I suspect more parents who are worried about their children’s education during COVID will, separately, subscribe for Mathletics or Reading Eggs to boost the learning.
3PL reports its full-year earnings on Friday (August 14). It could be a case of the stock rallying into the news and selling on the fact. I expect 3PL to highlight in its upcoming full-year result the difficulties of selling to schools during COVID-19.
3PL has finally built a scalable operating model, strengthened its product offering and developed a global sales platform. There will be no quick turnaround, but the company is poised to deliver on its potential.
Any sell-off after the full-year result would be a buying opportunity.
Chart 1: 3P Learning
I wrote a positive piece on Janison, a provider of digital learning and assessment solutions, for the Switzer Report in August 2019 at 28 cents a share.
Janison soared to 50 cents in early January 2020, but like many micro-caps was hammered during the COVID-19 crash in March. The stock now trades at 38 cents.
To recap, Janison Learning sells customised online learning platforms for companies and helps them manage compliance obligations around training.
Janison Insights helps organisations centralise, streamline and digitise assessments. Some of Australia’s largest state government departments and companies use Janison products.
As more university students learn from home, digital exam delivery will grow. Janison’s acquisition in May of Educational Assessments (a division of UNSW Global) was smart.
Educational Assessments services around 7,000 schools, giving Janison deeper reach into Australian schools and presumably opportunities to cross-sell other products. The former’s ICAS skills-based competition is used from school years 2-12.
Janison said in April: “The recent events experienced globally as a result of COVID-19 have forced educational institutions and professional associations to accelerate their plans to digitise course material and exam delivery. In the long term, Janison is positioned well to benefit from this dramatic and most likely permanent shift in the market…”

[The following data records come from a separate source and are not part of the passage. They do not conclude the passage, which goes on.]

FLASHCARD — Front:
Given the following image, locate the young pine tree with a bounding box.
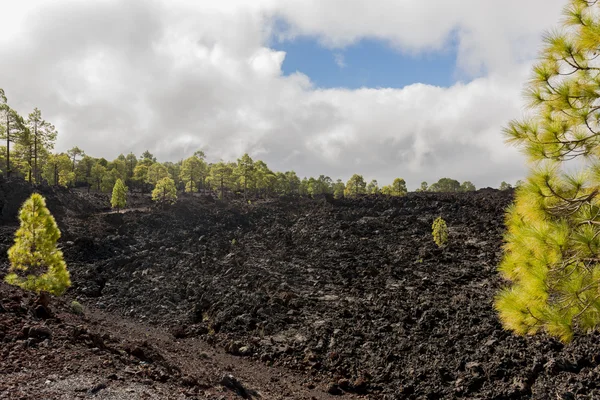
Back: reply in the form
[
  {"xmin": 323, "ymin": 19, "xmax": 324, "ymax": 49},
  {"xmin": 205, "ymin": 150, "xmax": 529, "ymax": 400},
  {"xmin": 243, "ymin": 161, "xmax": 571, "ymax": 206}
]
[
  {"xmin": 110, "ymin": 179, "xmax": 127, "ymax": 211},
  {"xmin": 152, "ymin": 178, "xmax": 177, "ymax": 205},
  {"xmin": 495, "ymin": 0, "xmax": 600, "ymax": 342},
  {"xmin": 5, "ymin": 193, "xmax": 71, "ymax": 295}
]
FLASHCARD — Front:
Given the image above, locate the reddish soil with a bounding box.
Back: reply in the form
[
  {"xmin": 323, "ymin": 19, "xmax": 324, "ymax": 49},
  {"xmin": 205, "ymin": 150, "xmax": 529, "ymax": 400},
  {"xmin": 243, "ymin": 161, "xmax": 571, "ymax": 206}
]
[{"xmin": 0, "ymin": 182, "xmax": 600, "ymax": 399}]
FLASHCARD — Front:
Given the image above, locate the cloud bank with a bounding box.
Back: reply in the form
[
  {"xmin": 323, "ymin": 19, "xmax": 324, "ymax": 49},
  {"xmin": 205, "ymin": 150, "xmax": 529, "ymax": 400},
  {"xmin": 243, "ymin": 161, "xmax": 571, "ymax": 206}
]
[{"xmin": 0, "ymin": 0, "xmax": 565, "ymax": 188}]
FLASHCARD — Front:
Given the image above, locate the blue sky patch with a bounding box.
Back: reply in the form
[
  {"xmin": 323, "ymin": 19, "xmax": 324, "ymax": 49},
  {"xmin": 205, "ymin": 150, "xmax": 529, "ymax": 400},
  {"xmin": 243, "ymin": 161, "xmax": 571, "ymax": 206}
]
[{"xmin": 271, "ymin": 37, "xmax": 457, "ymax": 89}]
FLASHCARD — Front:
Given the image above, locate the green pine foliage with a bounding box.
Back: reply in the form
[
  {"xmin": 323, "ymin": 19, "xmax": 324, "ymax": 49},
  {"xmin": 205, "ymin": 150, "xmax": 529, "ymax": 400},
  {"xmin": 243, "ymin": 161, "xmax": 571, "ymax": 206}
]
[
  {"xmin": 152, "ymin": 177, "xmax": 177, "ymax": 204},
  {"xmin": 5, "ymin": 193, "xmax": 71, "ymax": 295},
  {"xmin": 431, "ymin": 217, "xmax": 448, "ymax": 247},
  {"xmin": 110, "ymin": 179, "xmax": 127, "ymax": 210},
  {"xmin": 495, "ymin": 0, "xmax": 600, "ymax": 342}
]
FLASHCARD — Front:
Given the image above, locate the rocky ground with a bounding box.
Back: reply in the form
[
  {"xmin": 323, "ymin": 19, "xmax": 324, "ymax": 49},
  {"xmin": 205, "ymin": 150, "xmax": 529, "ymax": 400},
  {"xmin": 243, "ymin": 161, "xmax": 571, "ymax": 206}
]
[{"xmin": 0, "ymin": 182, "xmax": 600, "ymax": 399}]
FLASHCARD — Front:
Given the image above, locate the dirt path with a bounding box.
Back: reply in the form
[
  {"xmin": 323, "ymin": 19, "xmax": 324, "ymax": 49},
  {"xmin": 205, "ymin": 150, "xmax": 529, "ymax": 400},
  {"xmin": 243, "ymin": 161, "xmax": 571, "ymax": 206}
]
[{"xmin": 87, "ymin": 304, "xmax": 361, "ymax": 400}]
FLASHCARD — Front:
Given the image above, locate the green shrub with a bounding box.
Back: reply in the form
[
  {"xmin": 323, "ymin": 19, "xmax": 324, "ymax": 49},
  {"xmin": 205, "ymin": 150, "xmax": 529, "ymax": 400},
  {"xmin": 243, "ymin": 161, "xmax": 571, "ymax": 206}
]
[
  {"xmin": 431, "ymin": 217, "xmax": 448, "ymax": 247},
  {"xmin": 5, "ymin": 193, "xmax": 71, "ymax": 296},
  {"xmin": 71, "ymin": 300, "xmax": 84, "ymax": 315}
]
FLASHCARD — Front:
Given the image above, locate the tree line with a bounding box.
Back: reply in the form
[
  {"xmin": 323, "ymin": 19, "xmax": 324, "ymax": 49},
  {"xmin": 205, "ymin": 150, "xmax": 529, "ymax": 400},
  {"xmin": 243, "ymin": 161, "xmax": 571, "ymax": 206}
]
[{"xmin": 0, "ymin": 89, "xmax": 492, "ymax": 198}]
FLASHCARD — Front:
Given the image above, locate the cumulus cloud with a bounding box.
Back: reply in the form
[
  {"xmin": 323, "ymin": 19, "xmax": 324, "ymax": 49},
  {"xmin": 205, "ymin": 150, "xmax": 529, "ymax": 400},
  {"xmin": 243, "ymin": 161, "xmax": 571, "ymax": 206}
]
[{"xmin": 0, "ymin": 0, "xmax": 563, "ymax": 188}]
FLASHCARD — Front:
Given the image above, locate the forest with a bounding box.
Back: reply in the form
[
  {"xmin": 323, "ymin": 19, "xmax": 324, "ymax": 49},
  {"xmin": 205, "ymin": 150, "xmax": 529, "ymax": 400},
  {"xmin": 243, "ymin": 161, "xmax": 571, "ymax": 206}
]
[
  {"xmin": 5, "ymin": 0, "xmax": 600, "ymax": 400},
  {"xmin": 0, "ymin": 89, "xmax": 506, "ymax": 198}
]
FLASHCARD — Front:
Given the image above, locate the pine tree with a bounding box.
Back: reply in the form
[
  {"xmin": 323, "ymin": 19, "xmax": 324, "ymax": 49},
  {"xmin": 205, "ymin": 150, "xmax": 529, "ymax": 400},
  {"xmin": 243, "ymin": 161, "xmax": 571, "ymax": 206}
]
[
  {"xmin": 495, "ymin": 0, "xmax": 600, "ymax": 341},
  {"xmin": 110, "ymin": 179, "xmax": 127, "ymax": 210},
  {"xmin": 152, "ymin": 178, "xmax": 177, "ymax": 205},
  {"xmin": 367, "ymin": 179, "xmax": 379, "ymax": 194},
  {"xmin": 5, "ymin": 193, "xmax": 71, "ymax": 295},
  {"xmin": 234, "ymin": 153, "xmax": 254, "ymax": 200},
  {"xmin": 0, "ymin": 89, "xmax": 26, "ymax": 178},
  {"xmin": 27, "ymin": 108, "xmax": 57, "ymax": 182},
  {"xmin": 344, "ymin": 174, "xmax": 367, "ymax": 197},
  {"xmin": 208, "ymin": 161, "xmax": 234, "ymax": 200},
  {"xmin": 392, "ymin": 178, "xmax": 408, "ymax": 196},
  {"xmin": 460, "ymin": 181, "xmax": 477, "ymax": 192},
  {"xmin": 179, "ymin": 156, "xmax": 206, "ymax": 193}
]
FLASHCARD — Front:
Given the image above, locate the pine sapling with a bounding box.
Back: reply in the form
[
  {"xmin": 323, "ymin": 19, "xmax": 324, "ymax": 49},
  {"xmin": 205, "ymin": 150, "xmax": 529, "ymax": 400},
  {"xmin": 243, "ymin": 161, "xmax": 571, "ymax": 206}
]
[
  {"xmin": 110, "ymin": 179, "xmax": 127, "ymax": 211},
  {"xmin": 5, "ymin": 193, "xmax": 71, "ymax": 295},
  {"xmin": 431, "ymin": 217, "xmax": 448, "ymax": 247}
]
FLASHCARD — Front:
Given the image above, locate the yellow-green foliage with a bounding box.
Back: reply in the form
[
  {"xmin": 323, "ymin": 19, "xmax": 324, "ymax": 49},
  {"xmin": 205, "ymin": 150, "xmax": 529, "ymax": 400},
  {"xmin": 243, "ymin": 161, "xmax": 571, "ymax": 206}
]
[
  {"xmin": 110, "ymin": 179, "xmax": 127, "ymax": 210},
  {"xmin": 5, "ymin": 193, "xmax": 71, "ymax": 295},
  {"xmin": 495, "ymin": 0, "xmax": 600, "ymax": 342},
  {"xmin": 152, "ymin": 178, "xmax": 177, "ymax": 204},
  {"xmin": 71, "ymin": 300, "xmax": 85, "ymax": 315},
  {"xmin": 431, "ymin": 217, "xmax": 448, "ymax": 247}
]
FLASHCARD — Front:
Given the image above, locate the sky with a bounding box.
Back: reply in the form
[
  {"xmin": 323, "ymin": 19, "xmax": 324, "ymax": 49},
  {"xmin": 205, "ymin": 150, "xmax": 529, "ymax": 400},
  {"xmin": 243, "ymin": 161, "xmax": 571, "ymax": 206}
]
[{"xmin": 0, "ymin": 0, "xmax": 566, "ymax": 189}]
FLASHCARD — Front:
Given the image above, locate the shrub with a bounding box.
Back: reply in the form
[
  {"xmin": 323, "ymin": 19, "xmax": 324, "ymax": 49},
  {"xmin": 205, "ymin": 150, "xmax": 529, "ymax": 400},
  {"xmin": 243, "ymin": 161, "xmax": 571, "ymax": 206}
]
[
  {"xmin": 110, "ymin": 179, "xmax": 127, "ymax": 210},
  {"xmin": 431, "ymin": 217, "xmax": 448, "ymax": 247},
  {"xmin": 5, "ymin": 193, "xmax": 71, "ymax": 295},
  {"xmin": 152, "ymin": 178, "xmax": 177, "ymax": 205},
  {"xmin": 71, "ymin": 300, "xmax": 84, "ymax": 315}
]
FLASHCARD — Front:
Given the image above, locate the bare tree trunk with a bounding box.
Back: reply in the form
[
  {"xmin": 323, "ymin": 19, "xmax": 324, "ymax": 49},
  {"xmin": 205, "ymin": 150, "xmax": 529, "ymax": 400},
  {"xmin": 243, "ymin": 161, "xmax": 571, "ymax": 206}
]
[
  {"xmin": 33, "ymin": 121, "xmax": 39, "ymax": 183},
  {"xmin": 6, "ymin": 113, "xmax": 10, "ymax": 179}
]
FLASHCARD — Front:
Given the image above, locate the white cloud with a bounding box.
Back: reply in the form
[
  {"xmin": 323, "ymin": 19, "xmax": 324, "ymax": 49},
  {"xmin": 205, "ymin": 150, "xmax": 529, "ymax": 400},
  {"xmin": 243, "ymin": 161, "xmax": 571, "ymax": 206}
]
[
  {"xmin": 333, "ymin": 53, "xmax": 347, "ymax": 68},
  {"xmin": 0, "ymin": 0, "xmax": 563, "ymax": 187}
]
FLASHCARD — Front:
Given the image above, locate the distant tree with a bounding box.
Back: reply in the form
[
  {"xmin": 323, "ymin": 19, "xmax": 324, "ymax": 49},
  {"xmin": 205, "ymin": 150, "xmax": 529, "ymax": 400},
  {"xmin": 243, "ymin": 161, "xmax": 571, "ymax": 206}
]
[
  {"xmin": 0, "ymin": 89, "xmax": 26, "ymax": 178},
  {"xmin": 431, "ymin": 217, "xmax": 448, "ymax": 247},
  {"xmin": 381, "ymin": 185, "xmax": 393, "ymax": 196},
  {"xmin": 500, "ymin": 181, "xmax": 512, "ymax": 190},
  {"xmin": 110, "ymin": 179, "xmax": 127, "ymax": 211},
  {"xmin": 152, "ymin": 177, "xmax": 177, "ymax": 205},
  {"xmin": 391, "ymin": 178, "xmax": 408, "ymax": 196},
  {"xmin": 275, "ymin": 171, "xmax": 300, "ymax": 195},
  {"xmin": 179, "ymin": 156, "xmax": 207, "ymax": 193},
  {"xmin": 344, "ymin": 174, "xmax": 367, "ymax": 197},
  {"xmin": 42, "ymin": 153, "xmax": 75, "ymax": 187},
  {"xmin": 308, "ymin": 175, "xmax": 333, "ymax": 196},
  {"xmin": 234, "ymin": 153, "xmax": 254, "ymax": 200},
  {"xmin": 88, "ymin": 163, "xmax": 106, "ymax": 191},
  {"xmin": 5, "ymin": 193, "xmax": 71, "ymax": 295},
  {"xmin": 460, "ymin": 181, "xmax": 476, "ymax": 192},
  {"xmin": 254, "ymin": 160, "xmax": 276, "ymax": 196},
  {"xmin": 125, "ymin": 153, "xmax": 137, "ymax": 179},
  {"xmin": 208, "ymin": 161, "xmax": 233, "ymax": 200},
  {"xmin": 141, "ymin": 150, "xmax": 156, "ymax": 164},
  {"xmin": 75, "ymin": 155, "xmax": 97, "ymax": 188},
  {"xmin": 106, "ymin": 159, "xmax": 127, "ymax": 180},
  {"xmin": 146, "ymin": 163, "xmax": 170, "ymax": 185},
  {"xmin": 298, "ymin": 177, "xmax": 309, "ymax": 196},
  {"xmin": 415, "ymin": 182, "xmax": 429, "ymax": 192},
  {"xmin": 429, "ymin": 178, "xmax": 460, "ymax": 192},
  {"xmin": 100, "ymin": 168, "xmax": 121, "ymax": 193},
  {"xmin": 367, "ymin": 179, "xmax": 379, "ymax": 194},
  {"xmin": 27, "ymin": 108, "xmax": 57, "ymax": 182},
  {"xmin": 67, "ymin": 146, "xmax": 85, "ymax": 172}
]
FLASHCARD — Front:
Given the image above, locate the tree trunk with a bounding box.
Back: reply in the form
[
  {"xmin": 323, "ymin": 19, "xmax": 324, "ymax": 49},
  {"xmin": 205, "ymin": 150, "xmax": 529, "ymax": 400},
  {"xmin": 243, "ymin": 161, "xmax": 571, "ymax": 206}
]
[
  {"xmin": 33, "ymin": 122, "xmax": 38, "ymax": 183},
  {"xmin": 6, "ymin": 112, "xmax": 10, "ymax": 179}
]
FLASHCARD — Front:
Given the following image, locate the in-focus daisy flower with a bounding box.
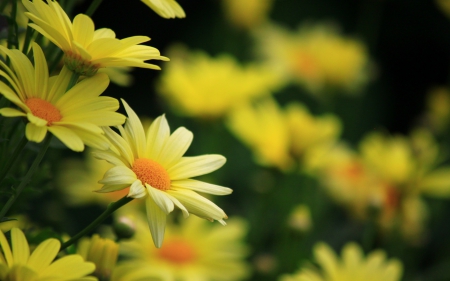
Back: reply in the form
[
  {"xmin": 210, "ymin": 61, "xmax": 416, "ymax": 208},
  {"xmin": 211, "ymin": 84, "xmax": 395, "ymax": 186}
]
[
  {"xmin": 279, "ymin": 243, "xmax": 403, "ymax": 281},
  {"xmin": 0, "ymin": 228, "xmax": 97, "ymax": 281},
  {"xmin": 157, "ymin": 46, "xmax": 278, "ymax": 118},
  {"xmin": 141, "ymin": 0, "xmax": 186, "ymax": 19},
  {"xmin": 94, "ymin": 100, "xmax": 232, "ymax": 247},
  {"xmin": 22, "ymin": 0, "xmax": 168, "ymax": 76},
  {"xmin": 222, "ymin": 0, "xmax": 273, "ymax": 29},
  {"xmin": 256, "ymin": 22, "xmax": 369, "ymax": 94},
  {"xmin": 0, "ymin": 43, "xmax": 125, "ymax": 151},
  {"xmin": 227, "ymin": 98, "xmax": 293, "ymax": 170},
  {"xmin": 120, "ymin": 211, "xmax": 249, "ymax": 281}
]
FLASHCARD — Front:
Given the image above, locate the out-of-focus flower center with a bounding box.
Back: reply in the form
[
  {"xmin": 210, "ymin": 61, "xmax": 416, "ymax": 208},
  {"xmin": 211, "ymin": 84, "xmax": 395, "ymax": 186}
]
[
  {"xmin": 132, "ymin": 158, "xmax": 170, "ymax": 190},
  {"xmin": 157, "ymin": 239, "xmax": 197, "ymax": 264},
  {"xmin": 64, "ymin": 51, "xmax": 100, "ymax": 77},
  {"xmin": 25, "ymin": 98, "xmax": 62, "ymax": 126}
]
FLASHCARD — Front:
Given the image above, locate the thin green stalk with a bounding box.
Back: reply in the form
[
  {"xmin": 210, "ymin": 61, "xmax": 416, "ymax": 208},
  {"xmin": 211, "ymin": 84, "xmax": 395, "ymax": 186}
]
[
  {"xmin": 22, "ymin": 26, "xmax": 34, "ymax": 56},
  {"xmin": 8, "ymin": 0, "xmax": 19, "ymax": 49},
  {"xmin": 86, "ymin": 0, "xmax": 103, "ymax": 17},
  {"xmin": 61, "ymin": 196, "xmax": 134, "ymax": 251},
  {"xmin": 0, "ymin": 135, "xmax": 28, "ymax": 187},
  {"xmin": 0, "ymin": 134, "xmax": 52, "ymax": 219}
]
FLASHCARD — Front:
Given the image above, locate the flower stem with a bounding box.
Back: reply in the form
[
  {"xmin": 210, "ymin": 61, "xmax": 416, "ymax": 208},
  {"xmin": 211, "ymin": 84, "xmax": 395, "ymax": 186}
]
[
  {"xmin": 61, "ymin": 196, "xmax": 134, "ymax": 251},
  {"xmin": 86, "ymin": 0, "xmax": 103, "ymax": 17},
  {"xmin": 0, "ymin": 135, "xmax": 28, "ymax": 187},
  {"xmin": 0, "ymin": 134, "xmax": 52, "ymax": 220}
]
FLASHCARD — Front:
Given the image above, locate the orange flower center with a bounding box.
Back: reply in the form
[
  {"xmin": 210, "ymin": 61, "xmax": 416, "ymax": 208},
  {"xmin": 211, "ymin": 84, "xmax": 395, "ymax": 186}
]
[
  {"xmin": 25, "ymin": 98, "xmax": 62, "ymax": 126},
  {"xmin": 157, "ymin": 239, "xmax": 197, "ymax": 264},
  {"xmin": 132, "ymin": 158, "xmax": 170, "ymax": 190}
]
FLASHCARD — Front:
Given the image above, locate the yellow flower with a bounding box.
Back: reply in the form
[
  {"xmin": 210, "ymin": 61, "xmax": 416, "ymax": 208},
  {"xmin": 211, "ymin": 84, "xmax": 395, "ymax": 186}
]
[
  {"xmin": 141, "ymin": 0, "xmax": 186, "ymax": 19},
  {"xmin": 77, "ymin": 234, "xmax": 119, "ymax": 280},
  {"xmin": 118, "ymin": 212, "xmax": 249, "ymax": 281},
  {"xmin": 94, "ymin": 100, "xmax": 232, "ymax": 247},
  {"xmin": 227, "ymin": 98, "xmax": 293, "ymax": 170},
  {"xmin": 280, "ymin": 243, "xmax": 403, "ymax": 281},
  {"xmin": 158, "ymin": 47, "xmax": 277, "ymax": 118},
  {"xmin": 257, "ymin": 25, "xmax": 369, "ymax": 93},
  {"xmin": 22, "ymin": 0, "xmax": 168, "ymax": 76},
  {"xmin": 0, "ymin": 44, "xmax": 125, "ymax": 151},
  {"xmin": 56, "ymin": 150, "xmax": 140, "ymax": 208},
  {"xmin": 0, "ymin": 228, "xmax": 97, "ymax": 281},
  {"xmin": 222, "ymin": 0, "xmax": 273, "ymax": 28}
]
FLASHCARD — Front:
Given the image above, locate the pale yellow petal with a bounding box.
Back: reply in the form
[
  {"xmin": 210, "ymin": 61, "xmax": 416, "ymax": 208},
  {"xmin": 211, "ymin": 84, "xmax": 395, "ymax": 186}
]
[
  {"xmin": 28, "ymin": 238, "xmax": 61, "ymax": 272},
  {"xmin": 11, "ymin": 227, "xmax": 30, "ymax": 265},
  {"xmin": 147, "ymin": 115, "xmax": 170, "ymax": 159},
  {"xmin": 25, "ymin": 123, "xmax": 47, "ymax": 143},
  {"xmin": 145, "ymin": 196, "xmax": 166, "ymax": 248},
  {"xmin": 171, "ymin": 179, "xmax": 233, "ymax": 195},
  {"xmin": 145, "ymin": 184, "xmax": 174, "ymax": 215},
  {"xmin": 167, "ymin": 154, "xmax": 226, "ymax": 180},
  {"xmin": 156, "ymin": 127, "xmax": 194, "ymax": 169}
]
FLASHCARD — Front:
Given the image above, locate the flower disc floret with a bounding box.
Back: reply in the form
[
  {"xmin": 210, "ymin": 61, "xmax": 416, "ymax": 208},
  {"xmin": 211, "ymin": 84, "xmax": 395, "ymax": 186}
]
[
  {"xmin": 132, "ymin": 158, "xmax": 170, "ymax": 190},
  {"xmin": 25, "ymin": 98, "xmax": 62, "ymax": 126}
]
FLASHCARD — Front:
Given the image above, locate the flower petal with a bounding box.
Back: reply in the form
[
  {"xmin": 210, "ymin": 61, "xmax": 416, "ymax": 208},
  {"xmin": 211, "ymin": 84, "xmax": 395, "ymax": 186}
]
[
  {"xmin": 28, "ymin": 238, "xmax": 61, "ymax": 272},
  {"xmin": 25, "ymin": 123, "xmax": 47, "ymax": 143},
  {"xmin": 167, "ymin": 154, "xmax": 226, "ymax": 180},
  {"xmin": 156, "ymin": 127, "xmax": 194, "ymax": 169},
  {"xmin": 171, "ymin": 179, "xmax": 233, "ymax": 195},
  {"xmin": 127, "ymin": 180, "xmax": 147, "ymax": 198},
  {"xmin": 145, "ymin": 196, "xmax": 166, "ymax": 248},
  {"xmin": 147, "ymin": 112, "xmax": 170, "ymax": 159},
  {"xmin": 145, "ymin": 184, "xmax": 174, "ymax": 215},
  {"xmin": 11, "ymin": 227, "xmax": 30, "ymax": 265}
]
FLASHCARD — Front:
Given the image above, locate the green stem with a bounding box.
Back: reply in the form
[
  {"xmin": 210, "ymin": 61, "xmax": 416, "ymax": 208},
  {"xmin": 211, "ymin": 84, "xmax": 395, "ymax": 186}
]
[
  {"xmin": 22, "ymin": 26, "xmax": 34, "ymax": 56},
  {"xmin": 61, "ymin": 196, "xmax": 134, "ymax": 251},
  {"xmin": 7, "ymin": 0, "xmax": 18, "ymax": 49},
  {"xmin": 86, "ymin": 0, "xmax": 103, "ymax": 17},
  {"xmin": 0, "ymin": 135, "xmax": 28, "ymax": 187},
  {"xmin": 0, "ymin": 134, "xmax": 52, "ymax": 219}
]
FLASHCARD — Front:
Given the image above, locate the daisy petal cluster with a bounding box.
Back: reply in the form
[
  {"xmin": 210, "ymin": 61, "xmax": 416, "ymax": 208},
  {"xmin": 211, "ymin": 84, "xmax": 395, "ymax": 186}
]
[
  {"xmin": 0, "ymin": 44, "xmax": 125, "ymax": 151},
  {"xmin": 280, "ymin": 243, "xmax": 402, "ymax": 281},
  {"xmin": 0, "ymin": 228, "xmax": 97, "ymax": 281},
  {"xmin": 141, "ymin": 0, "xmax": 186, "ymax": 19},
  {"xmin": 22, "ymin": 0, "xmax": 168, "ymax": 76},
  {"xmin": 94, "ymin": 100, "xmax": 232, "ymax": 247}
]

That comment is consistent with my thinking on this issue. More students studying from home means much higher demand globally for digitised course material, and for online distribution of protected (supervised) material. Janison is superbly leveraged to this trend.
Janison’s FY20 result, released this week, acknowledged that COVID and related social distancing rules are causing a deferral of in-person exams and other uncertainty.
The result was reasonable given COVID challenges. There is short-term pain as educators delay exams, but long-term gain as schools digitise more learning and assessment in coming years.
Chart 2: Janison Education Group
ReadyTech joined ASX last year through a $50 million float at $1.51 a share. I wrote favourably about the company in this report in August 2019 at $1.74.
ReadyTech rallied to $2.24 in early 2020, before slumping to 96 cents during the March sell-off. It now trades at $1.52, having moved sideways for the past few months.
The SaaS education provider helps customers comply with regulatory and legislative reporting obligations, manage large numbers of students and manage payrolls. Many universities and TAFEs use ReadyTech software for student administration.
ReadyTech has low exposure to the collapsing international student segment, which accounts for only 3 per cent of total students serviced by the company’s Student Management Systems.
I like the company’s prospects in the corporate sector. COVID-related disruption will increase demand for ReadyTech software that helps companies navigate compliance-rule changes that affect awards, annualised salaries, JobKeeper payments and other changes.
More will be known when ReadyTech reports its full-year earnings later this month. Like for many companies, COVID-19 will distort the earnings performance and complicate any guidance.
ReadyTech has been around a long time, is well run, has strong technology an excellent footprint in the compliance and administration software market.
A COVID certainty is more rules and regulations for business in coming years, and more compliance challenges for educators and industry generally.